Abstract: BookNLP (Bamman et al., 2014) is a natural language processing pipeline for reasoning about the linguistic structure of text in books, specifically designed for works of fiction. In addition to its pipeline of part-of-speech tagging, named entity recognition, and coreference resolution, BookNLP identifies the characters in a literary text, and represents them through the actions they participate in, the objects they possess, their attributes, and dialogue. The availability of this tool has driven much work in the computational humanities for English texts, especially surrounding character (Underwood et al., 2018; Kraicer and Piper, 2018; Dubnicek et al., 2018). In this talk, I’ll describe the development of BookNLP for Russian literature, focusing on two major components: creating an annotated dataset of named entities and their coreference for Russian fiction (which allows us to assess the performance of existing Russian NER and coreference systems for the domain of literature), and developing methods for identifying and representing characters in Russian texts (allowing for their analysis at scale).

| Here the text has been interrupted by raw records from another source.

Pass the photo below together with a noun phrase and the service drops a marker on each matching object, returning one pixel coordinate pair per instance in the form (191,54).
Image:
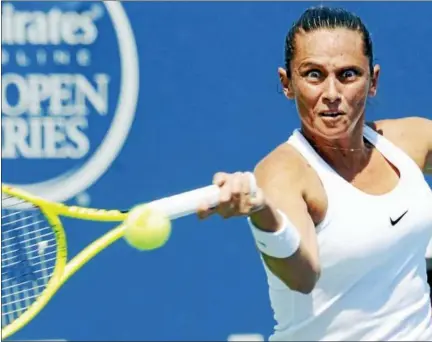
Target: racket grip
(187,203)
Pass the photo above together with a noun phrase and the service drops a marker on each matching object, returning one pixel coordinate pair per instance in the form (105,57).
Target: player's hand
(239,196)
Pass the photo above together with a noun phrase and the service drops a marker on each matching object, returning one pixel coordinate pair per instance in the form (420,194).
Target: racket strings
(28,256)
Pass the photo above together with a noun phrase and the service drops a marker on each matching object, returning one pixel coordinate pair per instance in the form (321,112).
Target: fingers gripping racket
(34,248)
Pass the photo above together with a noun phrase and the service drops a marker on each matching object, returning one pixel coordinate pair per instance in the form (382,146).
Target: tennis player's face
(330,81)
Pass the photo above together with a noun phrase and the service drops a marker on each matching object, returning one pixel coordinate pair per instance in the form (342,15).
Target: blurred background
(108,104)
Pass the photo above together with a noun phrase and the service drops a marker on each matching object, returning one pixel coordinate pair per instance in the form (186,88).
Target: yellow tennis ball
(146,228)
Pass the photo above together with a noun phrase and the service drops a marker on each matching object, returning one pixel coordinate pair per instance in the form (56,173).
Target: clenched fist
(239,196)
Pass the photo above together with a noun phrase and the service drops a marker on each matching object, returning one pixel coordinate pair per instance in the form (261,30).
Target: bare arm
(428,135)
(282,184)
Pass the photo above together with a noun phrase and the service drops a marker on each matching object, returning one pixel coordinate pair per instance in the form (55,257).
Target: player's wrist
(281,242)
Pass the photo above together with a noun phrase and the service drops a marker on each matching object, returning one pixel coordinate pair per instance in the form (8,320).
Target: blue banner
(110,104)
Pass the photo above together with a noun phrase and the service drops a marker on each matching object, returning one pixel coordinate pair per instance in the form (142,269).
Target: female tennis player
(343,214)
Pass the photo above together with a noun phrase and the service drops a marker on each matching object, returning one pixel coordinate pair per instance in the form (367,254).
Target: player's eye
(314,74)
(349,74)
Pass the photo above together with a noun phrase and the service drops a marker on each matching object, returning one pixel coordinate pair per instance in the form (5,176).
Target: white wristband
(281,244)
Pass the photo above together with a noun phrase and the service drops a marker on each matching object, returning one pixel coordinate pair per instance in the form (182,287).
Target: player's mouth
(331,114)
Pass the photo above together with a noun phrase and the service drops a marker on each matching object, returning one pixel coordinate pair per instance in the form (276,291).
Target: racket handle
(187,202)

Bio: David Bamman is an assistant professor in the School of Information at UC Berkeley, where he works on applying natural language processing and machine learning to empirical questions in the humanities and social sciences. His research often involves adding linguistic structure (e.g., syntax, semantics, coreference) to statistical models of text, and focuses on improving NLP for a variety of languages and domains (such as literary text and social media). Before Berkeley, he received his PhD in the School of Computer Science at Carnegie Mellon University and was a senior researcher at the Perseus Project of Tufts University.